We explored the requirements behind the consumer advocate group’s selections. As it turns out, a car must be pretty impressive to make the cut.

Why a Consumer Reports recommendation matters 

Consumer Reports recommends the 2022 Kia Telluride, shown here with a gray interior
Consumer Reports recommends the 2022 Kia Telluride | Kia

Before buying a vehicle, you might check Consumer Reports for the latest survey data and reviews. If the car in question has the “CR Recommended” label, it means the team approves of the model. And when any vehicle earns the CR Recommended label, manufacturers are authorized to display the endorsement online, on the car, and in the dealership.

So, how does the “CR Recommended” process work? According to Consumer Reports, the group purchases products it believes are test-worthy. Its testers anonymously purchase the vehicles at retail pricing and never accept donations or payments from manufacturers.

After spending quality time with the product and putting it through rigorous testing, the team assigns scores to determine whether it deserves the coveted CR Recommended checkmark.

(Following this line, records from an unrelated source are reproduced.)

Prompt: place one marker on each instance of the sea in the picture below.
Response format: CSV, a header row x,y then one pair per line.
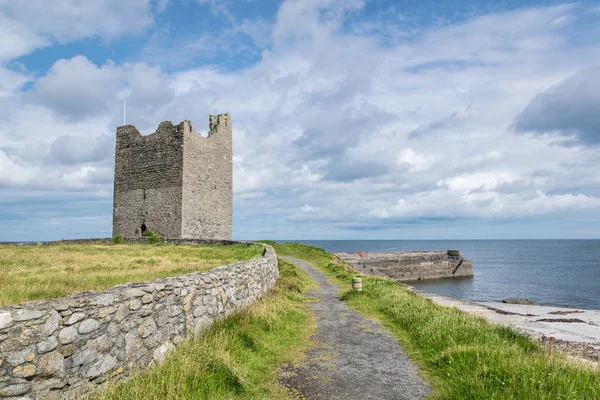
x,y
553,272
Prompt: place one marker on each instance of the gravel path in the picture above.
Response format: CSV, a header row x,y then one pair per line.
x,y
355,358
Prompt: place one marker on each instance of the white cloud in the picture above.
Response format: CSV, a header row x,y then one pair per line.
x,y
479,181
13,174
73,19
415,162
325,121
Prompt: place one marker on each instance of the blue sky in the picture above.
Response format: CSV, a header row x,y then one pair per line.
x,y
354,119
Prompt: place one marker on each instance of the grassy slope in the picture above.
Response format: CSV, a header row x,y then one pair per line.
x,y
41,272
463,356
237,357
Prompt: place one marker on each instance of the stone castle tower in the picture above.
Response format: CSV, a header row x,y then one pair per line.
x,y
174,181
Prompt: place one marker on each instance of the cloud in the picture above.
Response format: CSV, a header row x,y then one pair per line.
x,y
13,174
72,19
569,110
415,162
485,181
70,150
336,130
77,88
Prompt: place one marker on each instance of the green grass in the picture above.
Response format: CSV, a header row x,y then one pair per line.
x,y
237,357
461,355
41,272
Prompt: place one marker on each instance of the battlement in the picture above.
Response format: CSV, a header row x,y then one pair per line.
x,y
174,180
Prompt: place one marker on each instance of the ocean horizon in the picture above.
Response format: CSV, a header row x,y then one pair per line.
x,y
561,272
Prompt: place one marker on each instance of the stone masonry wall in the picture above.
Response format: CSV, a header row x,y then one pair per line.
x,y
174,181
58,348
407,266
208,181
148,180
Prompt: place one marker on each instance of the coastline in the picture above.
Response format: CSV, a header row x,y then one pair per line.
x,y
574,331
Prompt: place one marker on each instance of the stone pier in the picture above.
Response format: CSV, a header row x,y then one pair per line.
x,y
410,266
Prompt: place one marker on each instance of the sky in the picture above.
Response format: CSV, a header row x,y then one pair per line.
x,y
352,119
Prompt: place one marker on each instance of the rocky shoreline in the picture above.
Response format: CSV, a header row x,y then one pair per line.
x,y
575,332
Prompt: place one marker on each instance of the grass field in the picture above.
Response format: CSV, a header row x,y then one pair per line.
x,y
238,357
42,272
461,355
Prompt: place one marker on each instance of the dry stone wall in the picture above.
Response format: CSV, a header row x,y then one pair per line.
x,y
414,265
58,348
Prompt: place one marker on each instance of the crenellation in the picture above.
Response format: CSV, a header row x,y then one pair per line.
x,y
174,181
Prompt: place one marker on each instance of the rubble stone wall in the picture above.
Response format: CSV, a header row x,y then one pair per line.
x,y
58,348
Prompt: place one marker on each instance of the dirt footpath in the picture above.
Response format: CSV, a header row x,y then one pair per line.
x,y
355,359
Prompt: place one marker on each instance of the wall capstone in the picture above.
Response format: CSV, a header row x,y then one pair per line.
x,y
59,348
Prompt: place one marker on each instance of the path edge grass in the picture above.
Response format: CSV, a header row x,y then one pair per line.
x,y
469,358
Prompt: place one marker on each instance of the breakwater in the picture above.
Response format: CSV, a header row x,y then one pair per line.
x,y
58,348
412,265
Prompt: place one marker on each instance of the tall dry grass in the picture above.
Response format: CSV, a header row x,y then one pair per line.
x,y
42,272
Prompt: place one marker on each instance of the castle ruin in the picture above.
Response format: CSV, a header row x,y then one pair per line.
x,y
174,181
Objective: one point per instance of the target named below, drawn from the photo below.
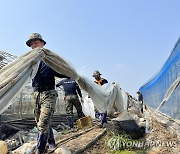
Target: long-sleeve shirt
(70, 87)
(101, 82)
(45, 76)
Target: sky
(128, 41)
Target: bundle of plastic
(17, 75)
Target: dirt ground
(159, 141)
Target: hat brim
(28, 43)
(96, 75)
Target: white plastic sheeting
(18, 74)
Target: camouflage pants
(44, 106)
(73, 100)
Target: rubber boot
(71, 122)
(103, 119)
(51, 140)
(41, 142)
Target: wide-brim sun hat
(34, 37)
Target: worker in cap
(44, 97)
(100, 81)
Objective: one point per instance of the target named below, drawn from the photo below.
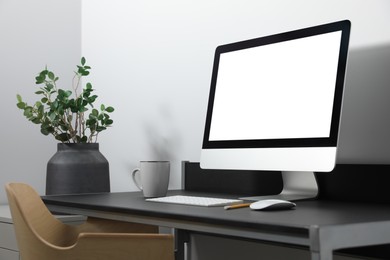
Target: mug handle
(134, 179)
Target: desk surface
(320, 225)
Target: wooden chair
(40, 236)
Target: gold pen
(237, 206)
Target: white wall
(152, 61)
(33, 34)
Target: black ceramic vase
(77, 168)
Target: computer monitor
(275, 104)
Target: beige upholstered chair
(41, 236)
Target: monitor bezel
(331, 141)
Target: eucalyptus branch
(62, 116)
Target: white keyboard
(196, 201)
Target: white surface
(276, 91)
(195, 201)
(152, 60)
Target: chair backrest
(35, 227)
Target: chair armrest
(96, 225)
(124, 246)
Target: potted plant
(71, 118)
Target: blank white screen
(278, 91)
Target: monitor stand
(296, 186)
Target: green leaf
(110, 109)
(18, 98)
(21, 105)
(84, 139)
(51, 75)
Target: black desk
(322, 226)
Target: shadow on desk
(347, 182)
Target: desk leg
(182, 239)
(321, 247)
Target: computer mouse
(272, 204)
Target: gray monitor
(275, 104)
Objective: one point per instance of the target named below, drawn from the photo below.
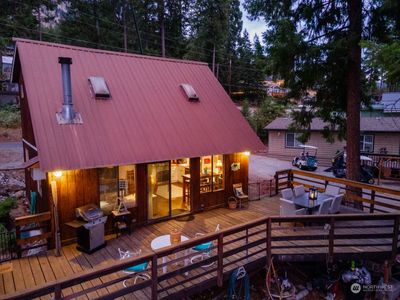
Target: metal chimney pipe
(67, 111)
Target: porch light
(58, 174)
(313, 194)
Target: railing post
(268, 231)
(372, 205)
(57, 292)
(154, 278)
(220, 267)
(395, 236)
(331, 238)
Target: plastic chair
(204, 249)
(134, 270)
(239, 195)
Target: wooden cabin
(99, 126)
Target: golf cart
(366, 172)
(306, 161)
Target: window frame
(294, 139)
(212, 190)
(363, 142)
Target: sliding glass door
(167, 193)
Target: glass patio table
(304, 202)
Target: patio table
(304, 202)
(165, 241)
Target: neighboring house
(389, 105)
(376, 133)
(163, 133)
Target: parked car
(366, 171)
(306, 161)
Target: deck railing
(252, 244)
(372, 198)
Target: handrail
(266, 240)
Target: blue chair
(204, 249)
(134, 270)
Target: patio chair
(287, 194)
(288, 208)
(204, 249)
(336, 203)
(325, 207)
(134, 270)
(299, 190)
(332, 190)
(239, 194)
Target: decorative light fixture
(313, 194)
(58, 173)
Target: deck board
(36, 270)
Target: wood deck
(288, 242)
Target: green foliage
(269, 109)
(5, 207)
(10, 116)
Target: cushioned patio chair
(298, 190)
(204, 250)
(287, 194)
(134, 271)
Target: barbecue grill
(90, 228)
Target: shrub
(10, 116)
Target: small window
(190, 92)
(367, 143)
(292, 140)
(99, 87)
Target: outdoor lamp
(313, 194)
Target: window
(114, 183)
(367, 143)
(291, 140)
(211, 173)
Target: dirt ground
(10, 134)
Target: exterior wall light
(57, 174)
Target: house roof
(372, 124)
(147, 119)
(391, 102)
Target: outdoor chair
(299, 190)
(239, 194)
(134, 271)
(287, 194)
(204, 250)
(288, 208)
(325, 207)
(332, 190)
(336, 204)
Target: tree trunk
(354, 93)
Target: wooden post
(220, 267)
(372, 205)
(395, 237)
(57, 292)
(331, 238)
(154, 278)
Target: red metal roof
(148, 118)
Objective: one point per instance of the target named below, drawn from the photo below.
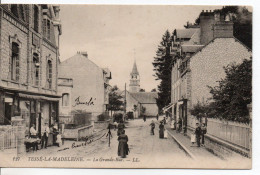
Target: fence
(232, 132)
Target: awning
(37, 97)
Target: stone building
(199, 57)
(90, 86)
(29, 43)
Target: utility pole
(125, 104)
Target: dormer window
(14, 9)
(49, 74)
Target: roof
(191, 48)
(145, 97)
(186, 33)
(134, 70)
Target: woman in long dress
(122, 145)
(161, 130)
(120, 127)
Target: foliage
(234, 92)
(142, 90)
(162, 67)
(115, 100)
(242, 19)
(232, 95)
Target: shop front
(33, 109)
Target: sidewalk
(192, 150)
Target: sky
(116, 35)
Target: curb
(181, 145)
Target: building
(84, 86)
(134, 85)
(29, 43)
(199, 55)
(139, 103)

Consumer Reports considers many factors when evaluating cars, including reliability, owner satisfaction, road test performance, and overall safety. The road test alone involves over 50 trials at CR’s 327-acre test facility in Colchester, Connecticut. The teams assign performance scores on usability, ride quality, and noise.

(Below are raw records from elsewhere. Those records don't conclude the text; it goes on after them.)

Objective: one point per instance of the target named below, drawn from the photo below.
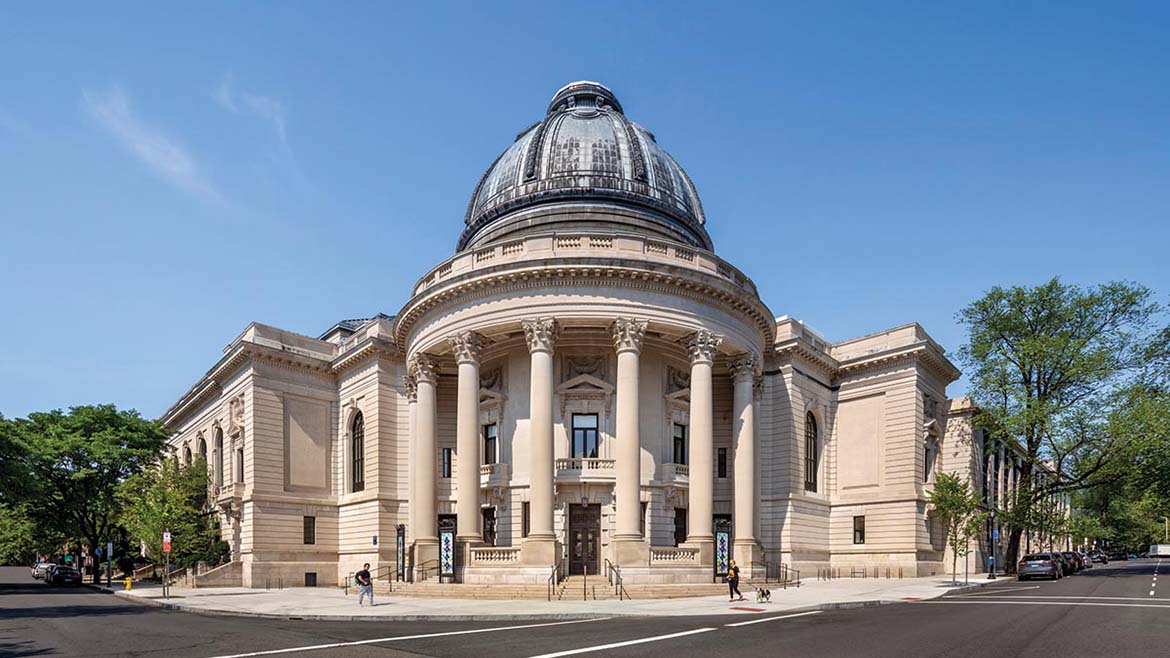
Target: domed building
(584, 385)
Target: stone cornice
(369, 348)
(585, 272)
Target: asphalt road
(1113, 611)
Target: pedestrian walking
(734, 582)
(365, 585)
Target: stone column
(628, 545)
(539, 546)
(466, 345)
(425, 374)
(702, 345)
(743, 377)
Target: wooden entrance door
(584, 539)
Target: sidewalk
(331, 603)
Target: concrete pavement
(329, 603)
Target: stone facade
(584, 383)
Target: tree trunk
(1013, 548)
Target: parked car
(62, 575)
(1046, 564)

The safety scores include official IIHS and NHTSA ratings and evaluation of available driver assistance features and safety equipment. Those vehicles with advanced safety systems, such as equipment to help reduce crashes and minimize potential injury risks, earn extra credit. 

CR editors and testers offer feedback in a consumer Q&A session during Consumer Reports’ Talking Cars podcast, citing that the vehicle’s overall score determines the official CR Recommendation endorsement. And a significant component of that overall score comes from actual vehicle ownership experiences. CR issues surveys to collect information from members to help determine predicted reliability and owner satisfaction. Asking a vehicle owner if they’d buy the car all over again can be very telling. 

Of course, you don’t have to buy a car with the CR Recommended label. But if you want to purchase a ride that’s been tested and evaluated to the hilt and have a better idea of what to expect in owning a particular model, Consumer Reports is a great place to look. It takes the guesswork out of considering the latest models so that you can make the smartest purchasing decision.

How long has Consumer Reports been around?

You’ve heard of Consumer Reports, but you may not know the history behind the group. In 1936, consumers didn’t have an effective way to gauge the quality of products and services on the market. Sometimes, vague ad claims and misleading information prompted shoppers to make poor purchasing decisions. CR was born out of this need for product accountability and continues to evaluate and rate products and services. 

As a result, consumers have a resource to help them make informed decisions and see unbiased reviews before spending their hard-earned dollars. The independent and nonprofit member group brings transparency, truth, and fairness to the marketplace. And one area where consumers appreciate insights is the automotive industry. Let’s face it — buying a vehicle requires homework.